I'm looking for a Linux command line tool to compare two PDF files and save the diffs to a PDF outfile. The tool should create diff-pdf's in a batch-process. The PDF files are construction plans, so pure text-compare doesn't work.
Something like:
<tool> file1.pdf file2.pdf -o diff-out.pdf
Most of the tools I found convert the PDFs to images and compare them, but only with a GUI.
Any other solution is also welcome.
I've written my own script that does something similar to what you're asking for. The script uses 4 tools to achieve its goal:
compare
commandpdftk
utility (if you have multipage PDFs)md5sum
(optional)It should be quite easy to port this to a .bat
batch file for DOS/Windows.
But first, please note: this only works well for PDFs which have the same page/media size. The comparison is done pixel by pixel between the two input PDFs. The resulting file is an image showing the "diff" like this:
That diff image is saved as a new PDF to make it better accessible on different OS platforms.
I'm using this for example to discover minimal page display differences when font substitution in PDF processing comes into play.

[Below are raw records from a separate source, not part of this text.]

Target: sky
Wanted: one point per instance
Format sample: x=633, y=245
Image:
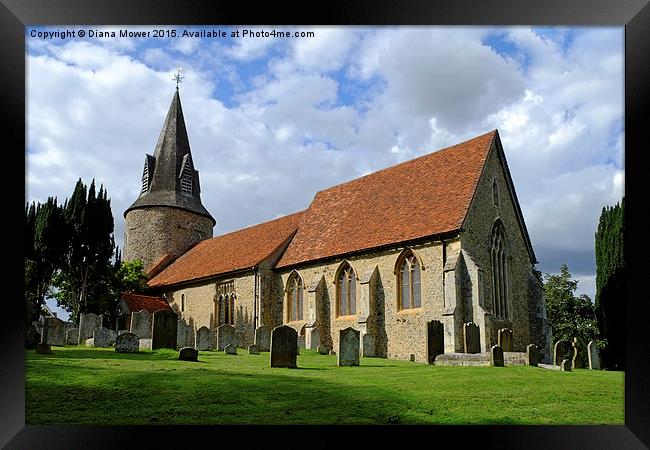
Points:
x=272, y=118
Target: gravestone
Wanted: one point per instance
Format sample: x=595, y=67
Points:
x=141, y=324
x=72, y=336
x=435, y=340
x=88, y=324
x=284, y=347
x=203, y=339
x=323, y=349
x=182, y=334
x=368, y=345
x=225, y=336
x=188, y=354
x=496, y=356
x=164, y=329
x=348, y=354
x=253, y=350
x=532, y=355
x=505, y=340
x=592, y=354
x=472, y=338
x=263, y=338
x=312, y=338
x=55, y=331
x=127, y=343
x=231, y=349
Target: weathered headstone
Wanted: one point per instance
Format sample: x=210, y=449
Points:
x=127, y=343
x=164, y=330
x=225, y=336
x=472, y=338
x=284, y=347
x=188, y=354
x=182, y=334
x=231, y=349
x=592, y=354
x=348, y=354
x=263, y=338
x=88, y=324
x=253, y=350
x=312, y=338
x=141, y=324
x=435, y=340
x=496, y=356
x=368, y=345
x=505, y=340
x=532, y=355
x=55, y=331
x=72, y=336
x=323, y=349
x=203, y=339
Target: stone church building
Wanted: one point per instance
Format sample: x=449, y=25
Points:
x=440, y=237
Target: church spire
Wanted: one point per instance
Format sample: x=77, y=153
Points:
x=169, y=177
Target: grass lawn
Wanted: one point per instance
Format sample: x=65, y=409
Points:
x=80, y=385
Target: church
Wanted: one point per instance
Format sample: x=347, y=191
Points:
x=438, y=238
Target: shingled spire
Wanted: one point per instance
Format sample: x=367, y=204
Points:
x=169, y=177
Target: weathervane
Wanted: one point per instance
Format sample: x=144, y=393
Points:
x=177, y=76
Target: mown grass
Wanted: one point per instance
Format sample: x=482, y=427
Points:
x=79, y=385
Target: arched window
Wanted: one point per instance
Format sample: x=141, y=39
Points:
x=346, y=292
x=294, y=297
x=500, y=275
x=409, y=278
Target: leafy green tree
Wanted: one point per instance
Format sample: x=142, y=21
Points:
x=570, y=316
x=610, y=284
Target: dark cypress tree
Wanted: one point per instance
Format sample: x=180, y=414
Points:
x=610, y=284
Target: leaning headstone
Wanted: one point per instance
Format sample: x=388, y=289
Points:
x=496, y=356
x=368, y=345
x=348, y=354
x=472, y=338
x=505, y=340
x=164, y=330
x=225, y=336
x=182, y=334
x=263, y=338
x=284, y=347
x=592, y=354
x=188, y=354
x=323, y=349
x=253, y=350
x=127, y=343
x=532, y=355
x=141, y=324
x=55, y=331
x=72, y=336
x=88, y=324
x=203, y=340
x=435, y=340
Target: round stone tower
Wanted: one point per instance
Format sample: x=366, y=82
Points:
x=168, y=216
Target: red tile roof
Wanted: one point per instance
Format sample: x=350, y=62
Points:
x=242, y=249
x=422, y=197
x=137, y=302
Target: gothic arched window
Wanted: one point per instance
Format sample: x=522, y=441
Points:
x=294, y=297
x=409, y=281
x=500, y=275
x=346, y=292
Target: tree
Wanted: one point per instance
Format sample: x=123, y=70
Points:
x=570, y=316
x=610, y=284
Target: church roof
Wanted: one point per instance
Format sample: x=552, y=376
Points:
x=163, y=171
x=239, y=250
x=425, y=196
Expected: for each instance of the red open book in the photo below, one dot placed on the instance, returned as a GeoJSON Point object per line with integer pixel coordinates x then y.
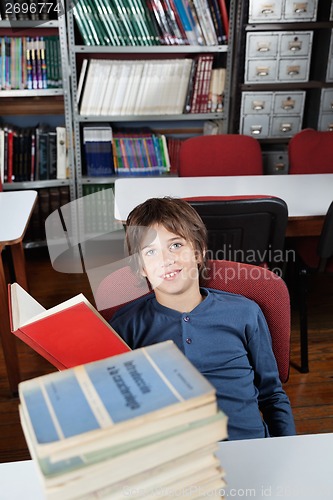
{"type": "Point", "coordinates": [69, 334]}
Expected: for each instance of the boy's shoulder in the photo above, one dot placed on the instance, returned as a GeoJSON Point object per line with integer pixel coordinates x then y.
{"type": "Point", "coordinates": [133, 307]}
{"type": "Point", "coordinates": [232, 298]}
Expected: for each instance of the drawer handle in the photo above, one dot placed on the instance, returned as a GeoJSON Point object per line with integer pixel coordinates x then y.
{"type": "Point", "coordinates": [285, 127]}
{"type": "Point", "coordinates": [294, 47]}
{"type": "Point", "coordinates": [256, 130]}
{"type": "Point", "coordinates": [262, 72]}
{"type": "Point", "coordinates": [300, 10]}
{"type": "Point", "coordinates": [293, 71]}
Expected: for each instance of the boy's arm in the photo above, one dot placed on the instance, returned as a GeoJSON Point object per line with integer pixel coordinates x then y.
{"type": "Point", "coordinates": [273, 401]}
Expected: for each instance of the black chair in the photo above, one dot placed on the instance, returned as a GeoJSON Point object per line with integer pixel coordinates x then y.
{"type": "Point", "coordinates": [248, 229]}
{"type": "Point", "coordinates": [313, 255]}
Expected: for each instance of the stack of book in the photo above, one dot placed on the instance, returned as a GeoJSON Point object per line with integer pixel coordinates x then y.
{"type": "Point", "coordinates": [33, 153]}
{"type": "Point", "coordinates": [152, 22]}
{"type": "Point", "coordinates": [123, 153]}
{"type": "Point", "coordinates": [142, 424]}
{"type": "Point", "coordinates": [110, 87]}
{"type": "Point", "coordinates": [31, 63]}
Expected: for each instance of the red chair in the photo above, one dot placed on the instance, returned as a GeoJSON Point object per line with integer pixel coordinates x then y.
{"type": "Point", "coordinates": [314, 255]}
{"type": "Point", "coordinates": [311, 152]}
{"type": "Point", "coordinates": [256, 283]}
{"type": "Point", "coordinates": [222, 154]}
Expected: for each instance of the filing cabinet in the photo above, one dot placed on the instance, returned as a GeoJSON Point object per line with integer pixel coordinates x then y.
{"type": "Point", "coordinates": [275, 162]}
{"type": "Point", "coordinates": [329, 73]}
{"type": "Point", "coordinates": [278, 11]}
{"type": "Point", "coordinates": [325, 121]}
{"type": "Point", "coordinates": [278, 57]}
{"type": "Point", "coordinates": [274, 114]}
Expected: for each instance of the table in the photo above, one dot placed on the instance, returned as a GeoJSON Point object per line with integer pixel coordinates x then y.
{"type": "Point", "coordinates": [297, 467]}
{"type": "Point", "coordinates": [308, 196]}
{"type": "Point", "coordinates": [15, 211]}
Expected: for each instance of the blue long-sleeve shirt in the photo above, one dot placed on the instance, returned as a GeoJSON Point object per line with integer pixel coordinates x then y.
{"type": "Point", "coordinates": [226, 337]}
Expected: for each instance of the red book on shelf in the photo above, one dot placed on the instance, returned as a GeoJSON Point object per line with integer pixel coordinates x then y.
{"type": "Point", "coordinates": [69, 334]}
{"type": "Point", "coordinates": [225, 16]}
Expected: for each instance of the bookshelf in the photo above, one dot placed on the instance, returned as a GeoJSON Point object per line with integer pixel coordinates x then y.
{"type": "Point", "coordinates": [294, 87]}
{"type": "Point", "coordinates": [84, 52]}
{"type": "Point", "coordinates": [27, 104]}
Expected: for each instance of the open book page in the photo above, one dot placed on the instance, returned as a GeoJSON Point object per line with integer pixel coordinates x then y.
{"type": "Point", "coordinates": [23, 306]}
{"type": "Point", "coordinates": [26, 310]}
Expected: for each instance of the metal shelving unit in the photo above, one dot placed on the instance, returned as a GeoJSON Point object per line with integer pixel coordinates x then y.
{"type": "Point", "coordinates": [77, 50]}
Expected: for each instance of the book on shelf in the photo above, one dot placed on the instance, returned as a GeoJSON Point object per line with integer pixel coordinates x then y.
{"type": "Point", "coordinates": [140, 153]}
{"type": "Point", "coordinates": [62, 169]}
{"type": "Point", "coordinates": [134, 87]}
{"type": "Point", "coordinates": [146, 417]}
{"type": "Point", "coordinates": [150, 22]}
{"type": "Point", "coordinates": [97, 144]}
{"type": "Point", "coordinates": [68, 334]}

It could happen, that there is no visible difference between your PDFs, though they are different in MD5 hashes and/or file size. In this case the "diff" output PDF page would become all-white. You could automatically discover this condition, so you only have to visually investigate the non-white PDFs by deleting the all-white ones automatically.
Here are the building blocks:
Use this command line utility to split multipage PDF files into multiple singlepage PDFs:
pdftk file_1.pdf burst output somewhere/file_1---page_%03d.pdf
pdftk file_2.pdf burst output somewhere/file_2---page_%03d.pdf
If you are comparing 1-page PDFs only, this building block is optional. Since you talk about "construction plans", this is likely the case.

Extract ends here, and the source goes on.